In [None]:
import numpy as np
import pandas as pd
from ISLP import load_data
from sklearn.preprocessing import StandardScaler
from sklearn.linear_model import LinearRegression
from sklearn.model_selection import train_test_split

NYSE = load_data('NYSE')
cols = ['DJ_return', 'log_volume', 'log_volatility']

X = pd.DataFrame(
    StandardScaler().fit_transform(NYSE[cols]),
    columns=cols,
    index=NYSE.index
)

lags = 5
X_lagged = pd.concat([X.shift(i) for i in range(1, lags+1)], axis=1)
X_lagged.columns = [f"{col}_lag{i}" for i in range(1, lags+1) for col in cols]

X_lagged = X_lagged.dropna()
Y = X.loc[X_lagged.index, 'log_volume']
X_flat = X_lagged.copy()

In [None]:
train_idx, test_idx = train_test_split(range(len(X_flat)), test_size=0.2, shuffle=False)
X_train, X_test = X_flat.iloc[train_idx], X_flat.iloc[test_idx]
Y_train, Y_test = Y.iloc[train_idx], Y.iloc[test_idx]

In [None]:
lr_flat = LinearRegression()
lr_flat.fit(X_train, Y_train)

r2_flat = lr_flat.score(X_test, Y_test)
print(f"Test R^2 (flattened sequences): {r2_flat:.4f}")
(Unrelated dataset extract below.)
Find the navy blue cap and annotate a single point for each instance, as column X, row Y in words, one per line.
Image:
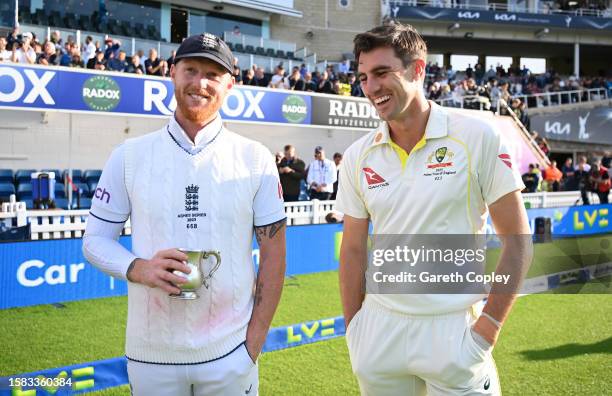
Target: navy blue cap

Test R^2 (flattened sequences): 0.3912


In [4]:
lr_standard = LinearRegression()
lr_standard.fit(X_train, Y_train)
r2_standard = lr_standard.score(X_test, Y_test)
print(f"Test R^2 (standard AR): {r2_standard:.4f}")

Test R^2 (standard AR): 0.3912


Both the flattened sequence approach and the standard linear AR model yield the same **test R² of 0.391**, indicating that they explain about 39% of the variance in the target variable **log_volume**. This equality occurs because, for a linear model, flattening the lagged sequences does not change the information content: each approach uses the same lagged predictors. The advantage of flattening sequences lies primarily in its compatibility with **RNNs and other sequence models**, where a 3D input of **(samples, timesteps, features)** is required. In contrast, the standard AR approach is simpler, more interpretable, and sufficient for linear regression on lagged data. Thus, while both methods perform identically in this linear setting, flattening becomes more relevant when extending to nonlinear or deep learning models.